DETAILED DESCRIPTION OF SPECIFIC EXAMPLES

[0007] The techniques disclosed herein describe a computer system with multiple processing units coupled to a same mother board and configured to operate as two distinct computer subsystems. Each distinct computer sub-system is separately booted, runs its own separate operating system, and executes software programs independently from the other sub-system. However, the two subsystems, being coupled to the same motherboard, are able to share resources, which reduces the use of redundant components and results and overall lower cost. [0008] In some examples, the computer system is configurable to operate in one of two selectable modes. In the first mode, the computer system is configured as a single multiprocessor computer. In the second mode, the computer system is configured to operate as two separate computer subsystems coupled to a same motherboard. In this way, a single computer system can be manufactured and used to satisfy different product offerings with only minimal changes to the system's components. Furthermore, the computer system can be easily repurposed by the user, such as a system administrator.

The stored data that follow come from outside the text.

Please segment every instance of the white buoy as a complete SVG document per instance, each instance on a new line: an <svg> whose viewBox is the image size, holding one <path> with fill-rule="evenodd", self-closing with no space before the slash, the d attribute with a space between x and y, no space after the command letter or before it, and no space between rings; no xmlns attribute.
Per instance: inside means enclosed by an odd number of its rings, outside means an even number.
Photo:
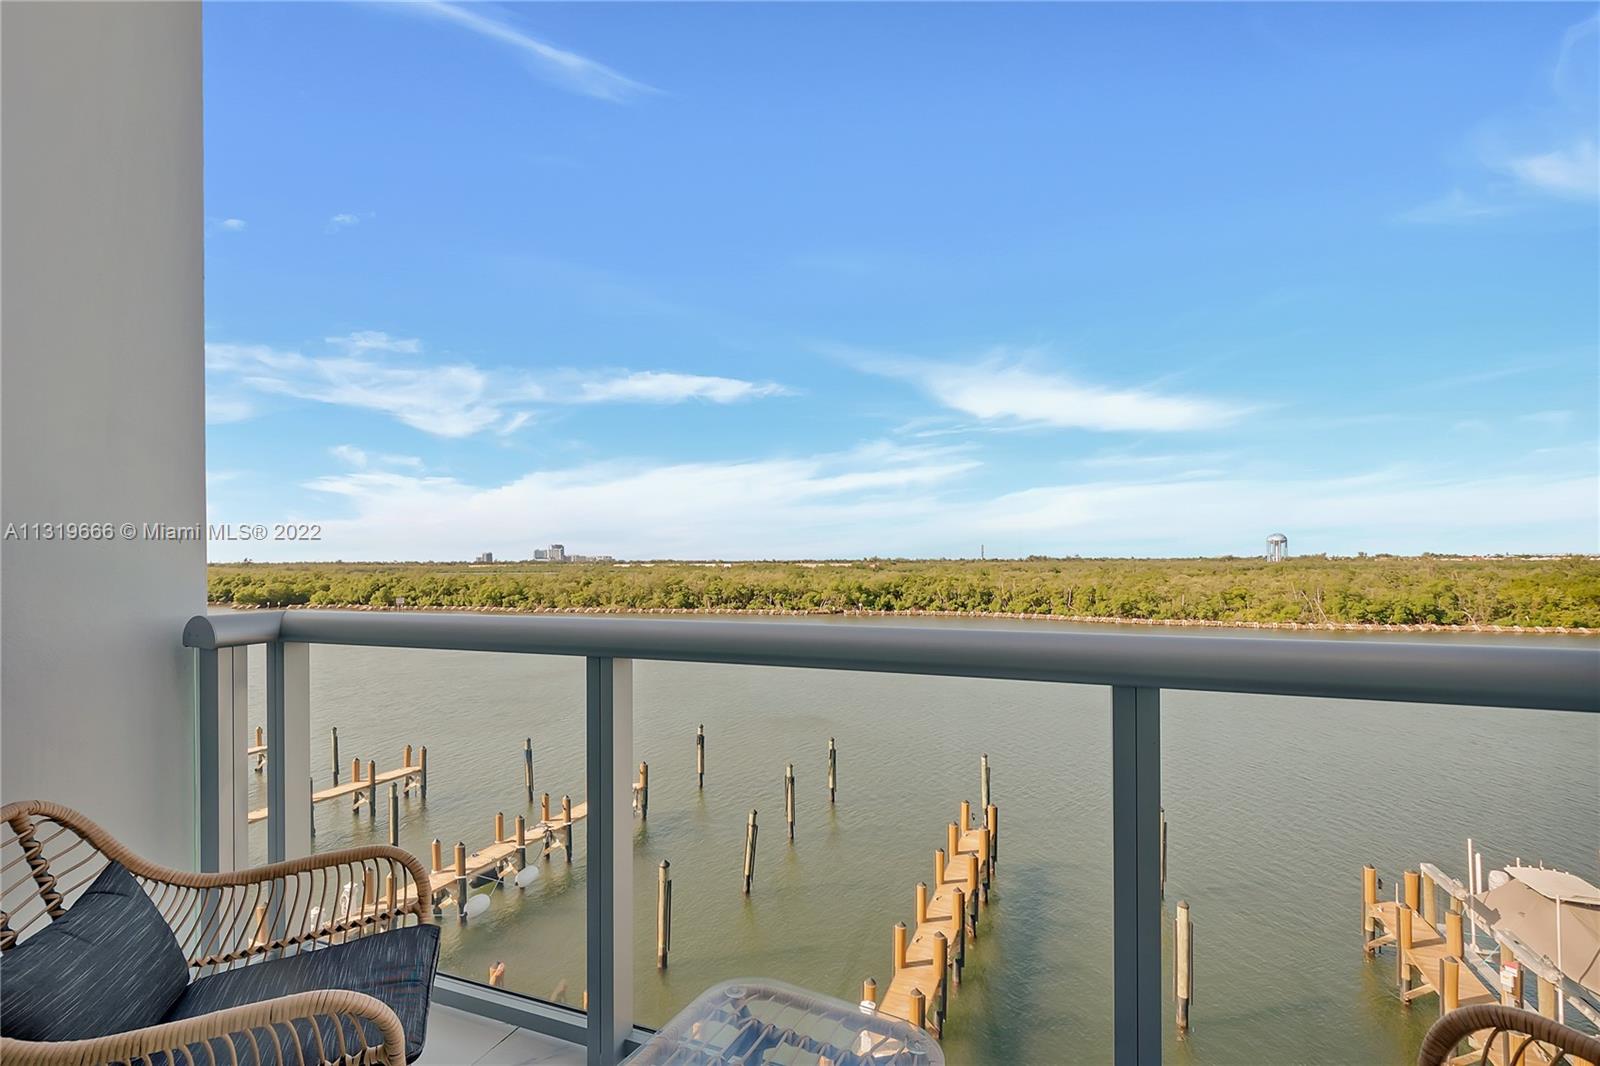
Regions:
<svg viewBox="0 0 1600 1066"><path fill-rule="evenodd" d="M539 868L537 866L524 866L517 871L518 888L527 888L537 880L539 880Z"/></svg>
<svg viewBox="0 0 1600 1066"><path fill-rule="evenodd" d="M467 909L464 912L468 918L476 918L489 909L492 897L487 892L480 892L467 900Z"/></svg>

[0009] Fig. 1 is a block diagram of an example computer system that is configurable to operate as two distinct computer sub-systems. The computer system is generally referred to by the reference number 100. The functional blocks and devices shown in Fig. 1 can include hardware elements such as circuitry or a combination of both hardware and software elements including processors and computer code stored on a non-transitory, computer-readable medium. Additionally, the functional blocks and devices of the computer system 100 are only one example of functional blocks and devices that may be implemented in examples of the present techniques.

[0010] In some examples, the computer system 100 is a general-purpose computing device, for example, a desktop computer, laptop computer, business server, a blade server, and the like. The computer system 100 includes a number of processing units 102. As used herein, the term "processing unit" refers to a general purpose processor that encompasses a complete semiconductor die. A single processing unit 102 may include a plurality of processor cores. In the example shown in Fig. 1 , the computer system 100 includes four processing units 102.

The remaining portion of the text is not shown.